Look at 'School Reunion': not so much a story, more an idea for a story. It’s the three-way relationship between Sarah Jane, Rose and the Doctor that we are supposed to be interested in, and this is handled fairly well. We are asked to picture the Doctor as a tragic, Peter Pan figure with an endless succession of Wendys -- a strikingly new conception of the character, but one that is implicit in everything that has gone before. 'You can stay with me for the rest of your life, Rose, but I can’t stay with you for the rest of mine' is a fine, genre re-defining line. The episode’s central question -- what does a 'companion' do when she stops travelling with the Doctor? -- is one which has never been asked before outside of asexual fan-fiction. However Davies and writer Toby Whithouse do not allow themselves sufficient space to elaborate this idea. Rose realises that she isn’t the Doctor’s first companion; Sarah is pleased to see the Doctor, then angry that he left her behind, then accepts that her time travelling days are over. Rose and Sarah are jealous of each other but become best friends. Even Mickey has an epiphany. That’s more like a novel than a single incident in a soap opera: certainly far to much character development to be squeezed into 45 minutes.
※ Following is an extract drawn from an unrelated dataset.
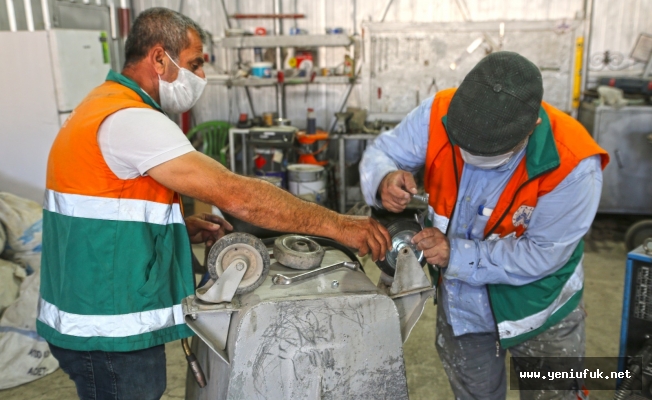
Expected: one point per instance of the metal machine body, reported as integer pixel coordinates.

One feels that Davies has had the idea of the Rose/Sarah relationship, but can’t quite be bothered to turn it into a story: it is raised and disposed of within a single scene. (2)
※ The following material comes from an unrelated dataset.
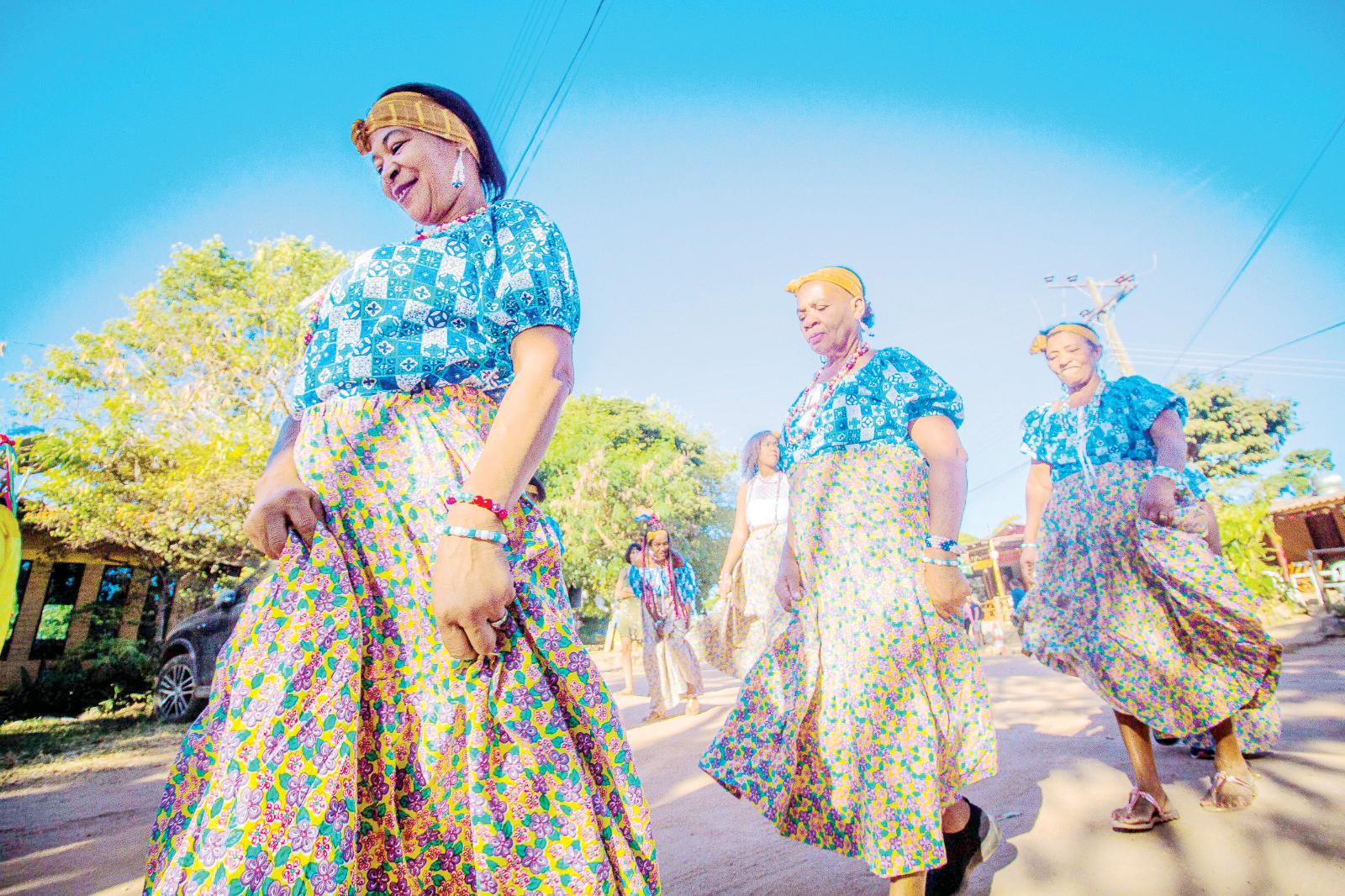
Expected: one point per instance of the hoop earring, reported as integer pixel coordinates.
(459, 171)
We have managed to survive for 43 years without thinking that the Doctor was more or less romantically involved with all of his previous companions, so I don’t really see why Davies feels compelled to re-write history. Yes, there were occasional moments of sexual tension in original TARDIS -- notably the curiously Oedipal relationship between Doctor Jon and Jo Grant. (Jo goes off and marries a scientist who is explicitly said to be like a younger version of the Doctor. The Doctor won’t go to the engagement party, but drives off in a sulk.) And of course Doctor Tom and Romana could easily have been read as an old married couple -- was that trip to Paris a honeymoon, or a dirty weekend? But in general, the relationship between the Doctor and his companion has been avuncular, fraternal or paternal. Doctor Bill once threatened to give Susan a jolly good smacked bottom, which is not something one can imagine Doctor Chris doing to Rose -- although, god knows, I’ve tried. Doctor Jon was Sarah’s eccentric old uncle, even her grandpa. Doctor Tom was younger, but he was too alien, too Other to be the sort of person you could think of taking on a date. Sarah and the Doctor were close, certainly, but there was never anything remotely flirtatious about their relationship.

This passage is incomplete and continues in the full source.